The Telegraph 7月9日(土)11時0分配信

【記者:Sarah Knapton】
 南極上空のオゾン層に開いた穴、オゾンホールが縮小し始めたとする調査結果が、6月30日付の米科学誌サイエンス(Science)に掲載された。
 
 調査を行ったのは、英リーズ大学(University of Leeds)と米マサチューセッツ工科大学(MIT)の研究チーム。地球上の生命を有害な紫外線から守るオゾン層の回復が確認されたのは、これが初めてという。

 報告によると、毎年9月時点で観測されるオゾンホールの平均面積は2000年以降、170万平方マイル(約440万平方キロ)縮小した。縮小分は英国の国土面積の約18倍に相当する。また報告は、2050年までに南極上空のオゾンホールは完全に消滅すると予測している。

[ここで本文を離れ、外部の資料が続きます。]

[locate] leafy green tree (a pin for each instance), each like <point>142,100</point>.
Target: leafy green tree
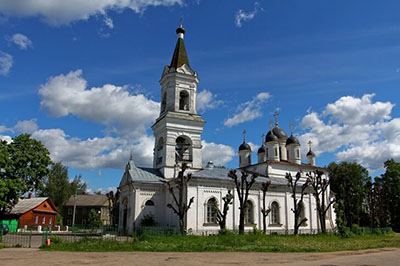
<point>57,185</point>
<point>348,181</point>
<point>78,186</point>
<point>94,220</point>
<point>391,181</point>
<point>23,166</point>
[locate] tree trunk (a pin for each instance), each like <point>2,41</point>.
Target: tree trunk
<point>241,221</point>
<point>264,216</point>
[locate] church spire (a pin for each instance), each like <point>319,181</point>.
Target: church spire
<point>180,56</point>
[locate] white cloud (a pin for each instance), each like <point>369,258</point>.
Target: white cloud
<point>109,22</point>
<point>6,62</point>
<point>95,153</point>
<point>22,41</point>
<point>248,111</point>
<point>8,139</point>
<point>242,16</point>
<point>26,126</point>
<point>220,154</point>
<point>113,106</point>
<point>23,126</point>
<point>356,129</point>
<point>206,100</point>
<point>64,12</point>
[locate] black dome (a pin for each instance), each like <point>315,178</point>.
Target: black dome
<point>292,140</point>
<point>310,153</point>
<point>280,133</point>
<point>244,147</point>
<point>261,149</point>
<point>271,137</point>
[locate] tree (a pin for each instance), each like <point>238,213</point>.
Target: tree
<point>348,181</point>
<point>57,185</point>
<point>23,166</point>
<point>78,186</point>
<point>243,185</point>
<point>264,211</point>
<point>298,205</point>
<point>391,182</point>
<point>113,206</point>
<point>94,220</point>
<point>320,186</point>
<point>221,216</point>
<point>181,207</point>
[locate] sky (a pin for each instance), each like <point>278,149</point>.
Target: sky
<point>82,77</point>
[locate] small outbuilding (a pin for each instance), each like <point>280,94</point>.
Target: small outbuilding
<point>33,212</point>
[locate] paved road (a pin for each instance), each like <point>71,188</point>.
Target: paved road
<point>23,256</point>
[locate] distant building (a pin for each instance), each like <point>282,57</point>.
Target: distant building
<point>33,212</point>
<point>83,205</point>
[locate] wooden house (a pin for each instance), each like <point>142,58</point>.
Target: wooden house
<point>33,212</point>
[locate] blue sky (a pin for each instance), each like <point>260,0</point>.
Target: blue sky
<point>82,77</point>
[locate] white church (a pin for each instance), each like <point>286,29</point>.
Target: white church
<point>177,133</point>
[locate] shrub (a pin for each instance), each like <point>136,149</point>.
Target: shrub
<point>55,240</point>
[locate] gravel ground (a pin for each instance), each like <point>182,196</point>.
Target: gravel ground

 オゾンホールの縮小は、1987年に採択されたモントリオール議定書(Montreal Protocol)の成果だ。同議定書はスプレーや冷蔵庫にフロンガスを使用することを禁止した。

 リーズ大のライアン・ニーリー(Ryan Neely)博士は「観測結果と計算モデルが一致した。南極のオゾン層回復が始まった」と明言した。

 オゾンホールが最初に確認されたのは1950年代で、80年代半ばには英南極研究所(British Antarctic survey)の科学者らが、10月になるとオゾン全量が減少することに気付いた。以降、オゾンホールは拡大を続け、2000年のピーク時には1500万平方マイル(3885万平方キロ)の大きさに達した。だが、その後は数度の急拡大を除き、過去15年にわたって安定的に推移してきた。しかも最近の急拡大の原因は大気中の塩素ではなく火山の噴火で、オゾンホールは実際には縮小していることを研究チームは示した。

 調査を主導したMITのスーザン・ソロモン(Susan Solomon)教授は「これまで成し遂げてきたことが、地球を回復に向かわせていると確信している」と述べた。